Like all peoples throughout history in such a situation, they turned to rend their leaders – a condition of mind which was nursed by revolutionaries and received an enormous impetus from the hint contained in the concluding passage of Wilson’s second Note.
When Wilson’s third Note arrived – in crushing reply to the bravado of the German communication of October 20th – then the fate of the Kaiser and his military advisers was practically sealed in the eyes of the German people at home, for it concluded with the statement that if the United States had to deal ‘with the military masters and the monarchial autocrats of Germany now, or if it is likely to have to deal with them later in regard to the international obligations of the German Empire, it must demand, not peace negotiations but surrender.’
This Note – received in Berlin on October 23rd – announced also that the only armistice terms which Germany would be offered were those which would leave her virtually defenceless, and so brought the whole situation to a climax. Ludendorff’s confidence was by now so restored that he called upon the nation to reject the terms and the Army to continue the war; but if the Army still believed itself capable
of doing so, the nation did not, as only three weeks before Ludendorff had insisted to von Hintze and the Chancellor that the Army was almost broken. Riots broke out all over Germany, instigated by revolutionaries and augmented by deserters from both eastern and western fronts, and tension increased as hours and then days went by with no sign whatever of either dismissal of the key figures of the Supreme Command, or abdication of the Kaiser, both of which conditions were obviously required by Wilson.

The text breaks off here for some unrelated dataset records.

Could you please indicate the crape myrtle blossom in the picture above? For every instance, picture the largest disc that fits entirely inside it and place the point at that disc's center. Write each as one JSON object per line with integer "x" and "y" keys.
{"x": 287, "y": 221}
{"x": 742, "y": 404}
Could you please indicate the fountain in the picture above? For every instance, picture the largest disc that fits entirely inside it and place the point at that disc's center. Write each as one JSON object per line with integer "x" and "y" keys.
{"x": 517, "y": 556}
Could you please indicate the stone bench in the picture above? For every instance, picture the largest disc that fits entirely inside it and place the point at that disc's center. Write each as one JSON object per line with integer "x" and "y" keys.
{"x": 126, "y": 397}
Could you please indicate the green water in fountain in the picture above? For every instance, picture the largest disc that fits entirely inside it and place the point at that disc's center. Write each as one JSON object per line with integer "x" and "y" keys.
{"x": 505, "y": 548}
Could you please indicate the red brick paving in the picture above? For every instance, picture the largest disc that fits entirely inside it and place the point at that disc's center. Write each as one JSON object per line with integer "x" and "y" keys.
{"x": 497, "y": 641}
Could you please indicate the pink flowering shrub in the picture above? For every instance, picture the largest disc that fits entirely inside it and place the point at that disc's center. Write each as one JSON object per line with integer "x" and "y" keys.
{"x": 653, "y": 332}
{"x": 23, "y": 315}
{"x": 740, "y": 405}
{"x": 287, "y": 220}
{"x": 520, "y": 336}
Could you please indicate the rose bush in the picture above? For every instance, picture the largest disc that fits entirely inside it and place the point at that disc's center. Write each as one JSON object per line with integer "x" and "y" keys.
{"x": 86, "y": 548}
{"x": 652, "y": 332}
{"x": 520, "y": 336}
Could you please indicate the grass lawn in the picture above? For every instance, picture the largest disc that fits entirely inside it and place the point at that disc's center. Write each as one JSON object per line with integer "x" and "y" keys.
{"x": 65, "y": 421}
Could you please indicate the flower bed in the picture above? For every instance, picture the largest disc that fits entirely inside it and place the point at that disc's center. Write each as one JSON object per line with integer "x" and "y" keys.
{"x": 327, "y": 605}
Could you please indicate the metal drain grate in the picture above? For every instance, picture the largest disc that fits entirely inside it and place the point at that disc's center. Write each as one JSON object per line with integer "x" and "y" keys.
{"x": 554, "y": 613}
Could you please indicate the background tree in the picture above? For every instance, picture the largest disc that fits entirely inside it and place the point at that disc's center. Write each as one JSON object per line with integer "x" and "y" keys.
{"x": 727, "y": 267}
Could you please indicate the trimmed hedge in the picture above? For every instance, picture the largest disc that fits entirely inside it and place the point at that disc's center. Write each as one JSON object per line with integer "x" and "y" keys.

But as it happened, the Kaiser was in Germany at this time, not at the front, and his somewhat malleable personality was thus more influenced by the Chancellor than by his First Quartermaster-General. With the excuse that Ludendorff’s appeal for the continuance of the war was a breach of privilege, Prince Max announced that there was no longer room at the head of the German Nation for both Ludendorff and himself: and with the unfeeling ingratitude of the essentially shallow personality, the Kaiser sent for Ludendorff on October 26th and curtly indicated that his resignation would be acceptable.
Thus after a lifetime of service to the German Nation, Ludendorff was dismissed, and it is doubtful whether he ever realized that the cruelty of his own fate was overshadowed by that of his country – for which he was himself largely responsible. That Germany would have been beaten militarily in the end there is little doubt, for her armies were by now greatly outnumbered – but even had they been pressed right back behind their own frontiers, Germany might still have secured relatively satisfactory peace terms, as four at least of the Allies were very tired. But when the Nation behind the Army disintegrated, then all was lost and Germany’s enemies could impose what terms they liked. This was a direct result of Ludendorff’s collapse on September 28th. Germany’s complete ruin was brought about because, at a crucial moment, Ludendorff thought that her armies were beaten; and by the time he had discovered his mistake, it was too late.